Over time got introduced to inshore fishing. So never really was a crappie fishing. Only caught them on friends farm ponds.

Fast forward and we've got a boat and been inshore fishing and just out on lake houston for cruising. Haven't been crappie fishing out of it.

Is lake houston decent for crappie? I was thinking that with Sunday being a little warmer I'd take my 8 year old son and wife out for the afternoon. But I don't know how good the lake is for crappie and want to maximize chances I get my kiddo on some.

Is it even worth trying lake houston? I could try livingston but I haven't been on that lake since I was about 12 years old.

my thinking is to get on lake houston and just go up near the train bridge and fish deeper water around the pilings. Just drop down some minnows or bettle spins or grubs and see what we can get.

any advice?


----------



## Sgrem (Oct 5, 2005)

Lake Houston is one of the best crappie lakes in the state.
Water is muddy and / or tea colored so keep your confidence up. Its one of my favorite fisheries. And when you learn it it produces very consistently. I guide lake Houston quite a bit for bass. It is a fun quick easy trip.


----------



## Jerryno17 (Feb 19, 2017)

Let us know how you did. Am looking to do the same.


----------



## Reel-tor (May 21, 2004)

Used to catch lots of crappie up Luce's bayou. Spring time was best. Used to be a scenna bean patch at the mouth of Luce's into the main lake that was a real hot spot. But that was over 50 years ago!


----------



## bowmansdad (Nov 29, 2011)

Silentkilla on here fishes Lake Houston and posts videos, he has 2 up now plus he gives great tips also.


----------



## dk2429 (Mar 27, 2015)

It's great for crappie! Put in at Ponderosa Marina, and tie up underneath that bridge right next to the ramp and drop a minnow straight down.. You most likely won't be the only one there. It's not some "secret hole." Have fun!


----------



## SD Hawkins (Jan 2, 2008)

Should have been out there today sir!

Will post a report tomorrow with some screenshots. Some of the thickest concentrations I have seen in the lake. Video game fishing!


----------



## lost-in-salt (Aug 12, 2005)

sgrem said:


> Lake Houston is one of the best crappie lakes in the state.
> Water is muddy and / or tea colored so keep your confidence up. Its one of my favorite fisheries. And when you learn it it produces very consistently. I guide lake Houston quite a bit for bass. It is a fun quick easy trip.

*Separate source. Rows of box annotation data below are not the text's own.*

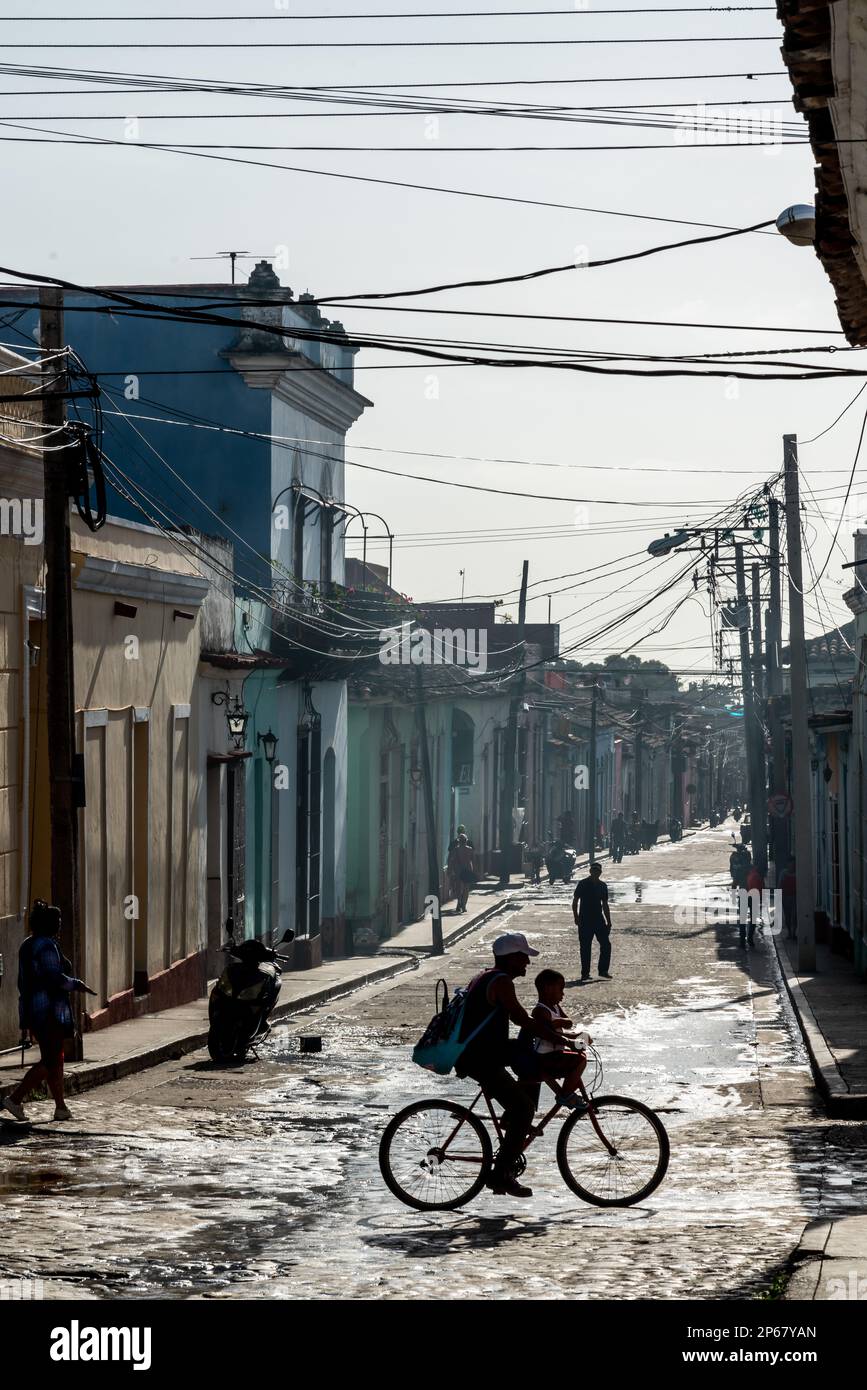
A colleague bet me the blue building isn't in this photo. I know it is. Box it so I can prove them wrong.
[9,261,375,967]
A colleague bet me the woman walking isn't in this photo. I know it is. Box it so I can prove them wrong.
[0,898,94,1120]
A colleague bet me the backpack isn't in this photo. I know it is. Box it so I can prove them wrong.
[413,980,496,1076]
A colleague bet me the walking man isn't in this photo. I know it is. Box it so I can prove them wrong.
[610,810,627,865]
[572,863,611,984]
[0,898,94,1120]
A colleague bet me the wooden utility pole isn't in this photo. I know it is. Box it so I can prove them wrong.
[735,542,764,867]
[782,435,816,972]
[500,560,529,884]
[750,562,767,876]
[415,666,443,955]
[633,689,645,820]
[586,681,599,862]
[766,498,789,887]
[39,288,83,1061]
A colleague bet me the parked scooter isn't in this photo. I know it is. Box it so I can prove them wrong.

Sgrem, I didn't realize there were hardly any bass guides on Lake Houston or much of a demand for it. How many trips do you get on Houston in a years time frame?


----------



## Sgrem (Oct 5, 2005)

About 10 to 20 trips a year. Sometimes customers want to go there....sometimes other places. These are the two best fish customers have pulled out of the lake. But most of the time a 11-16 pound stringer is the best you could hope for.


----------